When examining the accuracy scores of all participating pairs, we found the range of MRT accuracies surprisingly wide: 25-100%. This means that some practitioners got every MRT correct, while other practitioners got a score of half as good as chance. This lead us to wonder what the 100%-practitioners were doing that the 25%-practitioners were not, and vice versa. Because previous research found that experienced practitioners were more accurate than less experienced practitioners, we wanted to know if we could replicate these results, and if there was any factors or participant characteristics that may be attributed to better or worse accuracy scores. Therefore, we tracked on those factors listed in Table 3 (below). Correlation analyses revealed that none of these tracked characteristics consistently had any influence on MRT accuracy, including practitioner experience. That is, there was no difference in MRT accuracies between novice and experienced practitioners. Moreover, the results of our correlation analyses mean we do not know why some practitioners perform better than others.

Result #3: Practitioners did not seem to influence (or bias) the MRT outcome.

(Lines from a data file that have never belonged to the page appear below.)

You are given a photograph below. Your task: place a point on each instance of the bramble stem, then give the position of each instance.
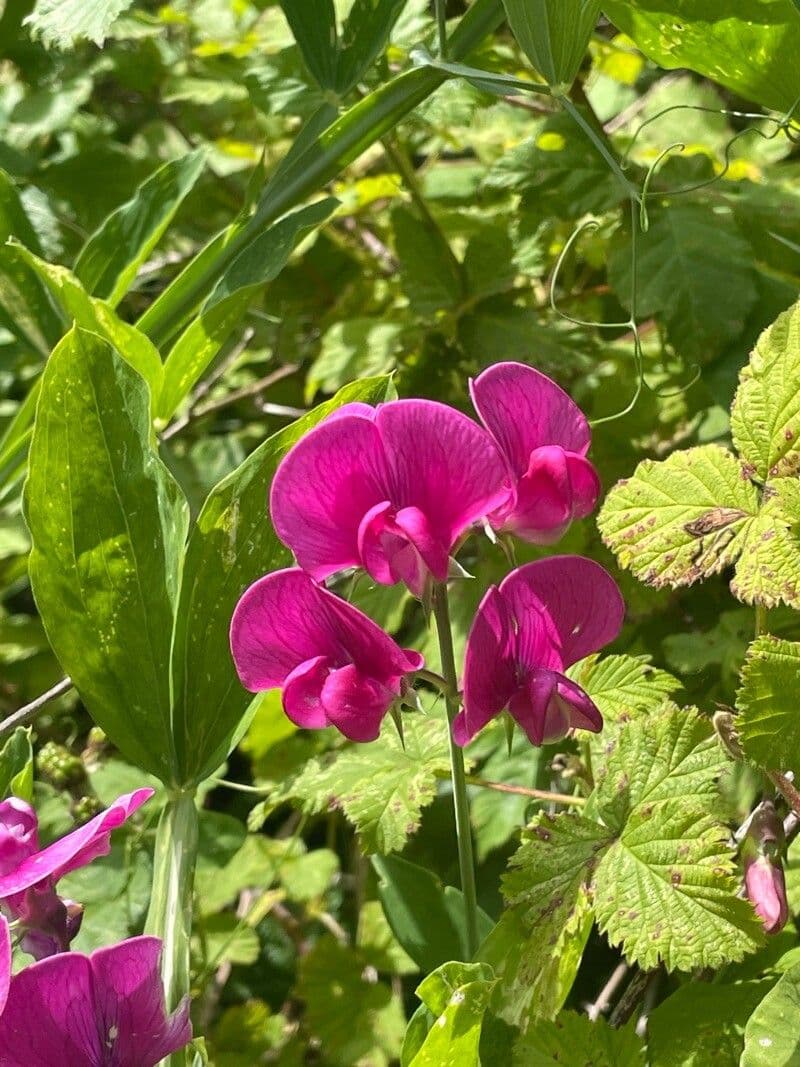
(170, 916)
(461, 803)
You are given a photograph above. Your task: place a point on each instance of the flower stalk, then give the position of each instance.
(461, 802)
(170, 916)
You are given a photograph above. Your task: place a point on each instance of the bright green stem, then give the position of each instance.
(170, 917)
(325, 155)
(461, 803)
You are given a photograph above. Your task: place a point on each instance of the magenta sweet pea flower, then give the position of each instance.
(388, 489)
(544, 438)
(100, 1010)
(335, 666)
(4, 962)
(542, 618)
(28, 875)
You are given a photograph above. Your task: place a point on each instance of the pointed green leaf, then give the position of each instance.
(768, 725)
(694, 270)
(364, 36)
(108, 525)
(771, 1036)
(703, 1023)
(62, 22)
(537, 945)
(109, 260)
(315, 31)
(16, 765)
(427, 918)
(749, 47)
(574, 1038)
(554, 34)
(765, 418)
(457, 994)
(382, 787)
(260, 263)
(232, 544)
(75, 305)
(681, 520)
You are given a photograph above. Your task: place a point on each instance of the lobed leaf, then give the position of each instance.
(768, 700)
(765, 418)
(381, 787)
(681, 520)
(574, 1038)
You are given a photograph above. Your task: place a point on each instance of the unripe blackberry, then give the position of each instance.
(59, 765)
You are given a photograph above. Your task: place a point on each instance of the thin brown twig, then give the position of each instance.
(25, 714)
(606, 994)
(523, 791)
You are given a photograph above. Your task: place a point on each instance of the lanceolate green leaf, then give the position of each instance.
(232, 544)
(261, 261)
(76, 306)
(749, 47)
(111, 257)
(62, 22)
(314, 27)
(108, 525)
(554, 34)
(768, 723)
(329, 152)
(364, 35)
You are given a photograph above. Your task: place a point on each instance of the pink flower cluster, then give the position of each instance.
(100, 1010)
(394, 490)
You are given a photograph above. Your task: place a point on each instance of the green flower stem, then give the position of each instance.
(308, 171)
(461, 803)
(170, 916)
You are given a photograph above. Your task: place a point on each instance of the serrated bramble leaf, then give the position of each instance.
(673, 757)
(768, 723)
(62, 22)
(573, 1038)
(768, 570)
(694, 269)
(681, 520)
(765, 418)
(381, 787)
(666, 891)
(546, 890)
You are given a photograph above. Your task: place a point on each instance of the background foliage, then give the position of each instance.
(440, 247)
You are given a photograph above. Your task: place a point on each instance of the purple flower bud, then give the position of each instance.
(764, 880)
(335, 666)
(18, 833)
(540, 620)
(100, 1010)
(543, 436)
(28, 886)
(766, 888)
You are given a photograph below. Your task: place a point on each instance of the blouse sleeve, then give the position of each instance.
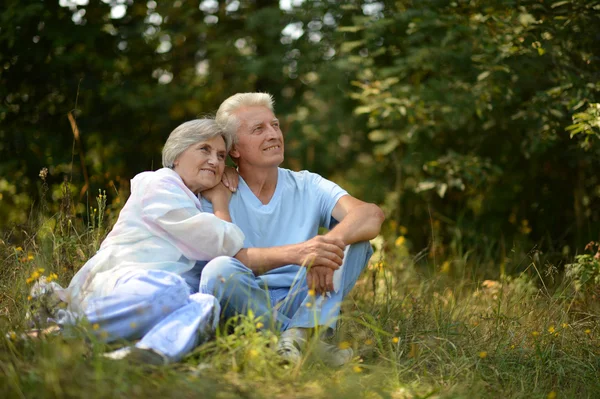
(171, 213)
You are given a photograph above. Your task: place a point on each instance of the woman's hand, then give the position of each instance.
(219, 197)
(230, 178)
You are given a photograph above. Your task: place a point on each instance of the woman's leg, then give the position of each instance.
(140, 300)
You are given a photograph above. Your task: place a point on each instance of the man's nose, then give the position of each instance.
(272, 132)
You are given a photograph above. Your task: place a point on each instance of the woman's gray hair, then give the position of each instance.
(190, 133)
(226, 117)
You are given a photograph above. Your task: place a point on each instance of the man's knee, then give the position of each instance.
(221, 272)
(360, 253)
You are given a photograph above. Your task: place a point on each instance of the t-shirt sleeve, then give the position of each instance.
(170, 213)
(328, 194)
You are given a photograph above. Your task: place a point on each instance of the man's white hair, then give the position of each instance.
(190, 133)
(226, 118)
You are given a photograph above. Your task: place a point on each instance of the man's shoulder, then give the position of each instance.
(300, 177)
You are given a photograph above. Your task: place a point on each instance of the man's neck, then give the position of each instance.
(261, 181)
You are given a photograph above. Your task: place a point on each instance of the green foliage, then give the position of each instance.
(585, 271)
(586, 123)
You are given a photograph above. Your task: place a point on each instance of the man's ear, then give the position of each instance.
(234, 153)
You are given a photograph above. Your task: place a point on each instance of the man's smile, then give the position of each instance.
(273, 147)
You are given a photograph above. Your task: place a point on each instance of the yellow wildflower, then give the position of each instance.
(525, 229)
(445, 267)
(344, 345)
(400, 241)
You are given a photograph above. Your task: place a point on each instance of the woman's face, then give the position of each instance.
(201, 165)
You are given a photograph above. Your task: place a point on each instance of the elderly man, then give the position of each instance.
(287, 274)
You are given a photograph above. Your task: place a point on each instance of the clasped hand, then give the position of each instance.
(322, 255)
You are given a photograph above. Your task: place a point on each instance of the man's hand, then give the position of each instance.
(230, 178)
(219, 197)
(321, 251)
(320, 279)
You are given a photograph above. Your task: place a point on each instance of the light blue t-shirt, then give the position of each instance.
(302, 202)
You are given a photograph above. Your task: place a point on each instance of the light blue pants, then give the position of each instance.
(157, 307)
(238, 291)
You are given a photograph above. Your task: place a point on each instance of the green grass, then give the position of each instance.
(418, 331)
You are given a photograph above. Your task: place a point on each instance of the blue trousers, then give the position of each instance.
(239, 290)
(157, 307)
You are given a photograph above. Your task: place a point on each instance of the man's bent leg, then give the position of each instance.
(237, 290)
(324, 311)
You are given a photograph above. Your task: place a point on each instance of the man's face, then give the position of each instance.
(260, 141)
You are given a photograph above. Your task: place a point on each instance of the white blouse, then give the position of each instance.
(161, 227)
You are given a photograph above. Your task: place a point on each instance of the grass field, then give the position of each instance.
(420, 328)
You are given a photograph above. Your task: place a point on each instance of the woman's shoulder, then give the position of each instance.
(163, 176)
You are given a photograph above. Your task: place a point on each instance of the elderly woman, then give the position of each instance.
(132, 288)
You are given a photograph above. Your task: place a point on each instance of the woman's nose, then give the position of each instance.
(212, 160)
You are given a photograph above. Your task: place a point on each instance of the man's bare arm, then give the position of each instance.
(358, 220)
(320, 251)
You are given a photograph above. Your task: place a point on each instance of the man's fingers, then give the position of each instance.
(322, 284)
(327, 263)
(329, 281)
(334, 241)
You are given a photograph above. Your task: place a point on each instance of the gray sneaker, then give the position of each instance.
(291, 344)
(138, 355)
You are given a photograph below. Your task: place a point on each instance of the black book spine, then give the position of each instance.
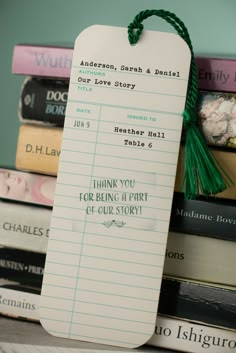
(43, 101)
(25, 267)
(198, 302)
(209, 217)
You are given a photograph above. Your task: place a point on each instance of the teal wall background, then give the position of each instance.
(211, 24)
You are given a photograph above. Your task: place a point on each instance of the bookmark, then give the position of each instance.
(115, 183)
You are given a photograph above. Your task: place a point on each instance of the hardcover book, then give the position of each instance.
(39, 149)
(213, 217)
(24, 227)
(170, 332)
(27, 187)
(43, 101)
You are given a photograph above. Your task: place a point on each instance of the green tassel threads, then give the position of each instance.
(203, 174)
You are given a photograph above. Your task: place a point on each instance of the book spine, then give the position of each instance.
(214, 74)
(198, 302)
(187, 256)
(27, 187)
(38, 149)
(18, 303)
(191, 337)
(24, 227)
(225, 158)
(200, 258)
(45, 61)
(43, 101)
(208, 217)
(26, 267)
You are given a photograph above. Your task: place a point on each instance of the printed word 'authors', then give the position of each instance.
(106, 83)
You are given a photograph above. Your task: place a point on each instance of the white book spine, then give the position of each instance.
(190, 337)
(19, 304)
(24, 227)
(201, 258)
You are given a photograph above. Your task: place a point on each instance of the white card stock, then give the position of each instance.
(115, 185)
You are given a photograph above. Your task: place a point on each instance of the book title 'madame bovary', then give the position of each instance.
(217, 74)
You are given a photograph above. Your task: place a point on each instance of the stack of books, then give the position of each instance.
(197, 307)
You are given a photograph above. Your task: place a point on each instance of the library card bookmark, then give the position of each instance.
(114, 187)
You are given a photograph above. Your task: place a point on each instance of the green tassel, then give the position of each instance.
(203, 174)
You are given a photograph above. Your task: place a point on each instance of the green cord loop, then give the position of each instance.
(202, 170)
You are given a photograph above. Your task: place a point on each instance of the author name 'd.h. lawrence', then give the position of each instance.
(42, 150)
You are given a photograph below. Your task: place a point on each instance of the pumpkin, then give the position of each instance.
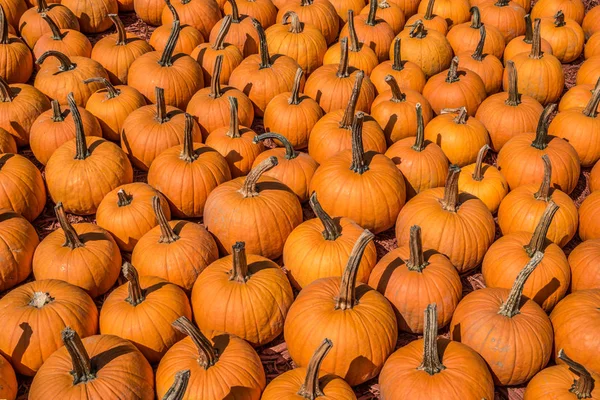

Another criticism of MRT is that it may appear that practitioners can influence (or bias) the result of the MRT, so I believe that it was important to specifically address this concern. In Study 1, the practitioners were blind to the verity of the statement during approximately ½ of the repetitions (total number of repetitions was 40). It was hypothesized that when the practitioners were not blind (that is, when they were viewing the same picture as the patient), their accuracy would be close to 100%, or at least significantly more accurate than when they were blind. However, this was not the case. There was no difference in MRT accuracies when they were blind and not blind (p=0.52). This may suggest that practitioners did not consciously influence the outcome of the MRT, or in other words, they were doing honest MRT.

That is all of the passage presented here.